Like the iPod, though it may be internally complex, externally Black-Litterman may feel more controllable, more aligned with business needs, and therefore in a sense simpler to use than conventional mean-variance optimization.

Michaud Resampling as an Alternative

The resampling approach takes an average of classic Markowitz optimizations, including position constraints if desired, over a random sample of possible estimates for means and covariances.   It therefore directly attacks the problem of premature loss of information.  It very clearly increases diversification and stability of allocation weights.

On the other hand, while it brings more information on input parameter distributions through to be optimized, it still optimizes before all available information has been taken into account. It is easy to see that optimizing based on partial samples of returns implicit in resampled means and variances can offer only an approximation.

Consider the simplest case of one stock versus cash.  The stock weight depends on the ratio of excess mean to variance.  If we perturb these inputs, we can get a variety of ratios and then take their average.  This will not give the same pooled result as the ratio of the average mean to an estimate of variance based on the average variance plus the variance of the means. But in many practical cases the approximation will be close.

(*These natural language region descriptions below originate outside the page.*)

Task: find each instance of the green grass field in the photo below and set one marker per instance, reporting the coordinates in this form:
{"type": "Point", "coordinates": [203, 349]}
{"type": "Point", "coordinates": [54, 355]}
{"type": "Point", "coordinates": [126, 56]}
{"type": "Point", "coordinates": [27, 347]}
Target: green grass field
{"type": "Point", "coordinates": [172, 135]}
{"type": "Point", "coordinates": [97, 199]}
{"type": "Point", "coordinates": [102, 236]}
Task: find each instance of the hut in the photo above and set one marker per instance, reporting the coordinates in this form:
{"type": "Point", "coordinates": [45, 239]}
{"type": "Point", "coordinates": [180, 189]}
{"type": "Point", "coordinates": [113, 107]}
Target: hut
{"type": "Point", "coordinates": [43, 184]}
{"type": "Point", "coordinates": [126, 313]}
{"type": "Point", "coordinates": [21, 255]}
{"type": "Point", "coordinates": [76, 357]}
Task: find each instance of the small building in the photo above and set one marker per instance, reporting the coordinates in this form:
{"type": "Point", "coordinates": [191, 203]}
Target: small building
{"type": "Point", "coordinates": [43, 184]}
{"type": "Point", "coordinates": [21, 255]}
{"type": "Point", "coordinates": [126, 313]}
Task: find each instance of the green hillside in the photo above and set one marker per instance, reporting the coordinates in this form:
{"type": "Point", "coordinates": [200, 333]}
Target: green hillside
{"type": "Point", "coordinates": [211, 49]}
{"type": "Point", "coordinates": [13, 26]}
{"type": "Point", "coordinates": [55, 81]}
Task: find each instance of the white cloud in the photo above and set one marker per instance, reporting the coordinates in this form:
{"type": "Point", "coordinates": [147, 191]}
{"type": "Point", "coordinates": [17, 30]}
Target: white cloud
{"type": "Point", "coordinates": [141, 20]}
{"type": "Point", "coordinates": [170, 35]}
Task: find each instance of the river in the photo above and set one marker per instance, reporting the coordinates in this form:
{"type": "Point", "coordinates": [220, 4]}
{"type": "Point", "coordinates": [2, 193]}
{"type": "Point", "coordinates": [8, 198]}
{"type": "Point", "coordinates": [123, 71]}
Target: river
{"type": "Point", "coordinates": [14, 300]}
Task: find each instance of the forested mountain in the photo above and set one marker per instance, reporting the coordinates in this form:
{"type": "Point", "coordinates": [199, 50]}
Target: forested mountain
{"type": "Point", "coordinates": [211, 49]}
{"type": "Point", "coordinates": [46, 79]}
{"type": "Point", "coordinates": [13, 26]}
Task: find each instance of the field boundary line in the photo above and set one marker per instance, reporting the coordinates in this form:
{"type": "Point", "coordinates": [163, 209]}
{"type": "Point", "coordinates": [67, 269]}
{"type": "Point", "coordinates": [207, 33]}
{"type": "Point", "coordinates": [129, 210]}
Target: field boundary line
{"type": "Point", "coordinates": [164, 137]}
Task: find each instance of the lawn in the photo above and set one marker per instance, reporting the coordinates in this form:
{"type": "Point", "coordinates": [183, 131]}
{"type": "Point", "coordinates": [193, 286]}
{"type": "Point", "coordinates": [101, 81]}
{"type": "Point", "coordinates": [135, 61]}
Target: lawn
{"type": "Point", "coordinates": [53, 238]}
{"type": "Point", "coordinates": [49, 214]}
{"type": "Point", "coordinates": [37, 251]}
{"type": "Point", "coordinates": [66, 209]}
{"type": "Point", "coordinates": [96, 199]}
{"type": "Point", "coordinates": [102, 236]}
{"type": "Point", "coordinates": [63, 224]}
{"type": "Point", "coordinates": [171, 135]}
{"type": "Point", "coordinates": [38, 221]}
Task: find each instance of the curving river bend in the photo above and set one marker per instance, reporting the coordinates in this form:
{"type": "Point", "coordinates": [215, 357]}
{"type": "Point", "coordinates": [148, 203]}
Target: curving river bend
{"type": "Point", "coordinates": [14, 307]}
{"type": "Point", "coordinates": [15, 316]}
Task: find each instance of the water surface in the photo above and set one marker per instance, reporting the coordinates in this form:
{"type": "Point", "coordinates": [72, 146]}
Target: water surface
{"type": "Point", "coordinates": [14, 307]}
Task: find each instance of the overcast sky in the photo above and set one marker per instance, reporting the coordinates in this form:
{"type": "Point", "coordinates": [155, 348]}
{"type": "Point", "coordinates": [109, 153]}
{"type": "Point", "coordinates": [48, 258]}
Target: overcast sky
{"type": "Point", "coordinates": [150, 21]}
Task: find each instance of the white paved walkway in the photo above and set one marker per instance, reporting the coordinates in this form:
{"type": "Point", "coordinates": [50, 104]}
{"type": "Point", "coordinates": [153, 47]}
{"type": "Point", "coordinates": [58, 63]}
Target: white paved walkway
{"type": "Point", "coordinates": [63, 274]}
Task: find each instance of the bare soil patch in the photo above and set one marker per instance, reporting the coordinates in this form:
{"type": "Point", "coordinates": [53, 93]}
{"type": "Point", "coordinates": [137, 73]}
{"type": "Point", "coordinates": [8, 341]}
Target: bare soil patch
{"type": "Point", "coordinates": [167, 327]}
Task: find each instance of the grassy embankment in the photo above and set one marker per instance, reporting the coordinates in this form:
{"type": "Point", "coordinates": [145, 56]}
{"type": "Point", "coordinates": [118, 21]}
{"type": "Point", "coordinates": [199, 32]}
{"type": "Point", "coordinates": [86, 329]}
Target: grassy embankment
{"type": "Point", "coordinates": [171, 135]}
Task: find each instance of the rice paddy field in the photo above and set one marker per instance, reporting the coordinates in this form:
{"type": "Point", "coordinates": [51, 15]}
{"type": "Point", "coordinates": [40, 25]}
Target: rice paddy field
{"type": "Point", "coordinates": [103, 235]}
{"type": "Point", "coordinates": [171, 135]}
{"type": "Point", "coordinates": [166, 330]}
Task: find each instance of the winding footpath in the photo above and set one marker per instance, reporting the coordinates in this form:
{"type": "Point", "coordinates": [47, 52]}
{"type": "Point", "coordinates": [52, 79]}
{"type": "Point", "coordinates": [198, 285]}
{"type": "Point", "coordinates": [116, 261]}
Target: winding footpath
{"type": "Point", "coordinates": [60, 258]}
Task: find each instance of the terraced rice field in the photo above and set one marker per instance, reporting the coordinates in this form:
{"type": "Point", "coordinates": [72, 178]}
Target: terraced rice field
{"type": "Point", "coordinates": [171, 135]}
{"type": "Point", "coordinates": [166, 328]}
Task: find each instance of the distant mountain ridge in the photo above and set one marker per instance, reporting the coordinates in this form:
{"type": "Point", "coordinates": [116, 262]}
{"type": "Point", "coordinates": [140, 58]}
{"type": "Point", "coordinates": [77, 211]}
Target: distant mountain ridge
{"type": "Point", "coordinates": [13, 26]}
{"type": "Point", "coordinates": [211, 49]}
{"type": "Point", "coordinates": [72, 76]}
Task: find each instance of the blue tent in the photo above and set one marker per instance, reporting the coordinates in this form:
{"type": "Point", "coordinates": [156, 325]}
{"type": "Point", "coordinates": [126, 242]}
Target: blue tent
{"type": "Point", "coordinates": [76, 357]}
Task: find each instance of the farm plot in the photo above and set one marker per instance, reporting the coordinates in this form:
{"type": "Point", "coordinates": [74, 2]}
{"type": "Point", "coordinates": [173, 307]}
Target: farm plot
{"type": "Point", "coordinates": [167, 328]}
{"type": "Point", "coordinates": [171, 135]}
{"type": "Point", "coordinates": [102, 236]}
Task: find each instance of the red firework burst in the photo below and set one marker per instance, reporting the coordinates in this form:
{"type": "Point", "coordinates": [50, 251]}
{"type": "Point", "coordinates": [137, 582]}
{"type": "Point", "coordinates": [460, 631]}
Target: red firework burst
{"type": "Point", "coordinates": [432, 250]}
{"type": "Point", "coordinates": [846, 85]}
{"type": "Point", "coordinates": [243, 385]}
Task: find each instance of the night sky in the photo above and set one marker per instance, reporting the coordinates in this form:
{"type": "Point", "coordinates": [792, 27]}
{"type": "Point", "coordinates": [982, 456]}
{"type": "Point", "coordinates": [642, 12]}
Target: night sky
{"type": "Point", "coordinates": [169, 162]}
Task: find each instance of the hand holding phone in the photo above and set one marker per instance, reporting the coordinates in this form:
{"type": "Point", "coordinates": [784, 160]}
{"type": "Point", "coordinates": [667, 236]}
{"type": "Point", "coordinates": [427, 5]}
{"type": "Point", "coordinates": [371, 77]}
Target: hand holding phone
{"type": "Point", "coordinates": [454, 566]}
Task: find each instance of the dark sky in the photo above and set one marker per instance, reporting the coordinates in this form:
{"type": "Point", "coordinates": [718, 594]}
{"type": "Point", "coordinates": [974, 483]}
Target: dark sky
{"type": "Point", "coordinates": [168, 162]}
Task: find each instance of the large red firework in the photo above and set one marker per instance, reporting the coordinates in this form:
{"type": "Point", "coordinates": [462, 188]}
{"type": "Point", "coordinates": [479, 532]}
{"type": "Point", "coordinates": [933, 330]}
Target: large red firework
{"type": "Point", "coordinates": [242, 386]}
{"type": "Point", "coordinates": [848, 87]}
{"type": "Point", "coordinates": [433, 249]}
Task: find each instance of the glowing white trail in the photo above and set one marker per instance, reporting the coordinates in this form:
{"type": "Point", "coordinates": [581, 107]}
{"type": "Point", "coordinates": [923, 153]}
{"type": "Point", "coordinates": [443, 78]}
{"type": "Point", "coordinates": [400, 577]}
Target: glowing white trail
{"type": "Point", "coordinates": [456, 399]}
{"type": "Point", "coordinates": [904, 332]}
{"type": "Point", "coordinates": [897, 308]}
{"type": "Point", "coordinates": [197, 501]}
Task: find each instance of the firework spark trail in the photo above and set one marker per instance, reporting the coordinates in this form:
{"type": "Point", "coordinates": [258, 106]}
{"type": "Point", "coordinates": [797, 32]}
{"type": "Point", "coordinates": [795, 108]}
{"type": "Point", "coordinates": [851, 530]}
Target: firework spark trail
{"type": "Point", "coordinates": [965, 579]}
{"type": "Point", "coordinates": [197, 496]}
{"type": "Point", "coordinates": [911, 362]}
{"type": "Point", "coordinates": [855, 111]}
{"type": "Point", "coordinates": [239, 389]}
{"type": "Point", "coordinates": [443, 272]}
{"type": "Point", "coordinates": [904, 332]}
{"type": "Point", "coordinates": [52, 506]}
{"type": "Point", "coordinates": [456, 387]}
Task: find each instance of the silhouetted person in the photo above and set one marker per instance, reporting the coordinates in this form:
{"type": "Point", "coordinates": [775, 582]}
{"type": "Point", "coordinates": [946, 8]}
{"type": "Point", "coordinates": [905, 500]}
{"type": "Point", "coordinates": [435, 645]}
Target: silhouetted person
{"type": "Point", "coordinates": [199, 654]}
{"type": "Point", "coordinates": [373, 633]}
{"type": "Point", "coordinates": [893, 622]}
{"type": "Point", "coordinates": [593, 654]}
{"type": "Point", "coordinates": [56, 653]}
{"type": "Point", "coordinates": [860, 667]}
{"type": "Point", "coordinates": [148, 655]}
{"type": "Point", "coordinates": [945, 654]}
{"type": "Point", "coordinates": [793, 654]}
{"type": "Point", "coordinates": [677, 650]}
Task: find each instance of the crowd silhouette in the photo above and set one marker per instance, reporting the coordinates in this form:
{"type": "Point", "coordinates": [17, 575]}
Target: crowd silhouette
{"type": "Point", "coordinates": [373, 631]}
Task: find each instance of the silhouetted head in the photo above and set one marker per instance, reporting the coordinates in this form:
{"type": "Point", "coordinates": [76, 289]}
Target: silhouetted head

There are a number of papers comparing resampling to conventional mean-variance optimization, ranging from fans to pans.  I believe papers criticizing Dick’s approach as being ad hoc are beside the point.  The issue is how you get the best answers for practical use.  It is clear that resampling does not win in all cases – but it seems to me that it is much less likely than more popular approaches to get you into trouble.

We need more guidance as to when resampling is most likely to be an improvement.  We may need easier user access to New Frontiers best practice.  But note that Dick’s approach is a more modular foundation building block than is Black-Litterman.  It is easy to append  robust covariance point estimates, such as the Ledoit method, for example.   There is also nothing in resampling to exclude combining active subjective prior probability distributions with data-driven distributions, and to do so with more capable modern Bayesian methods.